By now, Americans are all too familiar with the awful conditions in which immigrants at U.S. border facilities are being detained.

Overcrowding, inadequate food supplies, poor or nonexistent access to health care, unavailability of hygiene supplies and lack of proper bedding are among the conditions that have been reported and verified by government inspectors and doctors who toured facilities.

How substandard are these facilities? For the answer, compare the conditions as described by detainees and doctors (in written testimony for a lawsuit) with Geneva Conventions requirements for treatment of prisoners of war.


“I’m hungry here at Clint all the time,” a 12-year-old from Guatemala told lawyers about the detention facility in Clint, Texas. “I’m so hungry that I’ve woken up in the middle of the night with hunger. Sometimes I wake up from hunger at 4 a.m., sometimes at other hours. I’m too scared to ask the officials here for any more food, even though there is not enough food here for me.”

Chapter II (quarters, food and clothing), Article 26:“The basic daily food rations shall be sufficient in quantity, quality and variety to keep prisoners of war in good health and to prevent loss of weight or the development of nutritional deficiencies. Account shall also be taken of the habitual diet of the prisoners.”


“I have had a cold and cough for several days,” said a 5-year-old girl from Honduras who was also detained at the Clint facility and had been separated from her father. “I have not seen a doctor and I have not been given any medicine.”

Chapter III (hygiene and medical attention), Article 30: “Every camp shall have an adequate infirmary where prisoners of war may have the attention they require, as well as appropriate diet. Isolation wards shall, if necessary, be set aside for cases of contagious or mental disease.”

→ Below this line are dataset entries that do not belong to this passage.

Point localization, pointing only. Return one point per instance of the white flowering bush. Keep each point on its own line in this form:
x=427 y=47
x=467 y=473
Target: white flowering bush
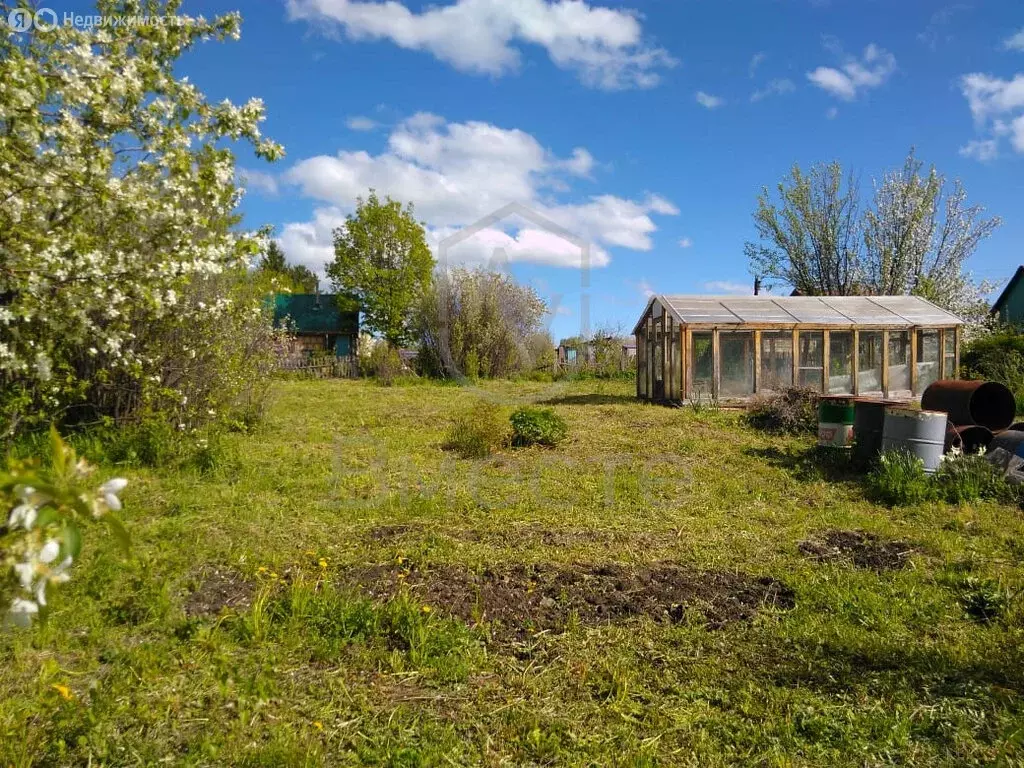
x=42 y=535
x=122 y=273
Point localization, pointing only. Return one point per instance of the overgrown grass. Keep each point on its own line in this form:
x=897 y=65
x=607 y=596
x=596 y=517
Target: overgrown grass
x=235 y=634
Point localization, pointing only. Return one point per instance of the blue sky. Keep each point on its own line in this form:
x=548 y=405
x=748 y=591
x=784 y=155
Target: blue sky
x=644 y=127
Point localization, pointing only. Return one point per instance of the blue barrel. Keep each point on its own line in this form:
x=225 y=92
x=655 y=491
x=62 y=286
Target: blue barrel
x=922 y=433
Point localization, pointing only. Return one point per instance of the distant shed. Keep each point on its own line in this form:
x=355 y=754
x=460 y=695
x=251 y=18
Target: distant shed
x=318 y=322
x=690 y=347
x=1010 y=306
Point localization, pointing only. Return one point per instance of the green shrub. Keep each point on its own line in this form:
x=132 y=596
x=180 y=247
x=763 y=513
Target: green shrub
x=997 y=356
x=150 y=442
x=538 y=426
x=792 y=411
x=970 y=478
x=899 y=478
x=383 y=364
x=478 y=432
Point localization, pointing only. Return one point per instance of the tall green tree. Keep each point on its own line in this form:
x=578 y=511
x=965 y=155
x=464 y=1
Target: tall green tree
x=382 y=262
x=919 y=235
x=810 y=236
x=296 y=278
x=914 y=237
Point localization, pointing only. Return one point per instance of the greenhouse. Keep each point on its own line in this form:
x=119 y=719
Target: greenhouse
x=729 y=348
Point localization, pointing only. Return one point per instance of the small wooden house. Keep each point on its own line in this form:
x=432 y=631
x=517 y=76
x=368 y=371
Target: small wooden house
x=317 y=323
x=729 y=348
x=1010 y=306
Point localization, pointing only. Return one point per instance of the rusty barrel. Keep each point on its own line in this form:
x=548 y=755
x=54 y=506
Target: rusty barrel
x=986 y=403
x=868 y=420
x=921 y=433
x=970 y=438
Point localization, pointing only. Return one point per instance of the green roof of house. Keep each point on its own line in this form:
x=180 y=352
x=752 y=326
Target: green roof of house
x=314 y=313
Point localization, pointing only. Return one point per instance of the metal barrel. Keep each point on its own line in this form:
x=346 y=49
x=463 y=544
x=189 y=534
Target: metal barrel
x=1012 y=440
x=868 y=420
x=986 y=403
x=922 y=433
x=970 y=439
x=836 y=422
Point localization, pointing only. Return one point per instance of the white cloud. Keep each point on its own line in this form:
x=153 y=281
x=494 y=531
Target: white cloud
x=724 y=286
x=359 y=123
x=709 y=101
x=604 y=46
x=455 y=174
x=1015 y=42
x=311 y=243
x=775 y=87
x=494 y=247
x=581 y=164
x=870 y=71
x=756 y=60
x=981 y=150
x=997 y=108
x=988 y=96
x=644 y=288
x=258 y=181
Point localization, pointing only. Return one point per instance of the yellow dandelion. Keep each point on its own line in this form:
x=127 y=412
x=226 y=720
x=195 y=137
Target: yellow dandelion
x=64 y=690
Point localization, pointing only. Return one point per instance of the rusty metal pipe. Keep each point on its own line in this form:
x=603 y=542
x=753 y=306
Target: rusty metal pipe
x=985 y=403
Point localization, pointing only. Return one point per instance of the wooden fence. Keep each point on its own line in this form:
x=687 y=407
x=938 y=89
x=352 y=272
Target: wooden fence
x=330 y=368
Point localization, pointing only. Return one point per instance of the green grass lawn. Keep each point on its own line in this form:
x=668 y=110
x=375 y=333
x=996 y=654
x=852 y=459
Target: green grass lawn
x=339 y=590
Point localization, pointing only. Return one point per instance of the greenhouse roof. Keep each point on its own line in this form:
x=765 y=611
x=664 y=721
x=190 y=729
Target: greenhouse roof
x=897 y=311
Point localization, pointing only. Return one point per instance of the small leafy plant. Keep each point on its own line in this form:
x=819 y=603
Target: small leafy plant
x=792 y=411
x=538 y=426
x=899 y=478
x=42 y=535
x=478 y=432
x=970 y=477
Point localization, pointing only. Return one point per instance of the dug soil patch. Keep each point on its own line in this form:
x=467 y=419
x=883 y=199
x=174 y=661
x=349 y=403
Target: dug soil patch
x=863 y=550
x=523 y=535
x=524 y=599
x=218 y=590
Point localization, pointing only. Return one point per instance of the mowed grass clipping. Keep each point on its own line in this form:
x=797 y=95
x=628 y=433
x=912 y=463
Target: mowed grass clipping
x=664 y=587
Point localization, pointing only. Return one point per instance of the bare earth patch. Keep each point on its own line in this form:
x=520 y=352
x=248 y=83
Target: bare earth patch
x=218 y=590
x=862 y=549
x=524 y=599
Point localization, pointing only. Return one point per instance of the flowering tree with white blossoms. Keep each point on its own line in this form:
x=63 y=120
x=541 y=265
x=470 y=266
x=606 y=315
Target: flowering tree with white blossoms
x=119 y=255
x=42 y=534
x=919 y=236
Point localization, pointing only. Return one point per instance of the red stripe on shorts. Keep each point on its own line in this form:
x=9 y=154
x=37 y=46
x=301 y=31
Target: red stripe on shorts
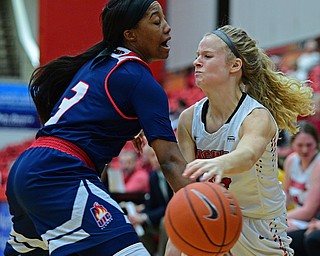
x=63 y=146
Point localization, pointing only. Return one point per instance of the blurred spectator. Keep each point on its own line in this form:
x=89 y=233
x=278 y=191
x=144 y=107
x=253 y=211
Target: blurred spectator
x=302 y=177
x=151 y=214
x=306 y=242
x=307 y=60
x=135 y=179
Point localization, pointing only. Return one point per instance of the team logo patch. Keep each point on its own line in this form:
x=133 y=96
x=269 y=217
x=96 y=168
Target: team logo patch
x=101 y=215
x=231 y=138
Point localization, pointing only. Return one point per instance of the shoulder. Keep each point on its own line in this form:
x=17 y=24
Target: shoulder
x=186 y=116
x=260 y=119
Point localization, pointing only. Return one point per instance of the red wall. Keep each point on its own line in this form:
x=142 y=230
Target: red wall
x=72 y=26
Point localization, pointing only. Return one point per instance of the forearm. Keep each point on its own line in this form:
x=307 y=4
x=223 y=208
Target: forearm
x=172 y=170
x=238 y=161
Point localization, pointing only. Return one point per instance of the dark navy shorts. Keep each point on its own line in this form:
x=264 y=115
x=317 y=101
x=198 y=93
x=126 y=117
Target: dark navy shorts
x=60 y=206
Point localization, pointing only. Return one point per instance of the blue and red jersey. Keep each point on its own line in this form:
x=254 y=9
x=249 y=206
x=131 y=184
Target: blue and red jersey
x=108 y=102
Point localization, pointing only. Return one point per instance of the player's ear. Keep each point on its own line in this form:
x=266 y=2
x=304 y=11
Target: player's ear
x=237 y=65
x=129 y=35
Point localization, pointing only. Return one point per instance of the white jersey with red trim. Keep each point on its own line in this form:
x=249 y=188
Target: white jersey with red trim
x=258 y=190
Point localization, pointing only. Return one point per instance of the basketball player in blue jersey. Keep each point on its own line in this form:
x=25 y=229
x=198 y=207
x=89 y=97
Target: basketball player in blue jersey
x=90 y=106
x=231 y=135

“There were more than 200 of us in a single cage — seated on the floor, standing, however we could fit,” a 33-year-old man from Honduras told the Texas Tribune about the McAllen, Texas, detention facility. He described detainees gagging and vomiting over the smell coming from overflowing toilets. “The bathrooms are full, they aren’t cleaning them regularly,” he said.

Chapter III (hygiene and medical attention), Article 29: “The Detaining Power shall be bound to take all sanitary measures necessary to ensure the cleanliness and healthfulness of camps and to prevent epidemics.”


“We sleep on a cement bench,” an 8-year-old from Honduras said about the Clint facility. “There are two mats in our room, but the big kids sleep on the mats so we have to sleep on the cement bench.”

Dr. Dolly Lucio Sevier, a pediatrician who interviewed 39 detainees: “The conditions in which they were held could be compared to torture facilities. That is, extreme cold temperatures, lights being kept on 24 hours a day, no adequate access to health care, basic sanitation, water or adequate food.”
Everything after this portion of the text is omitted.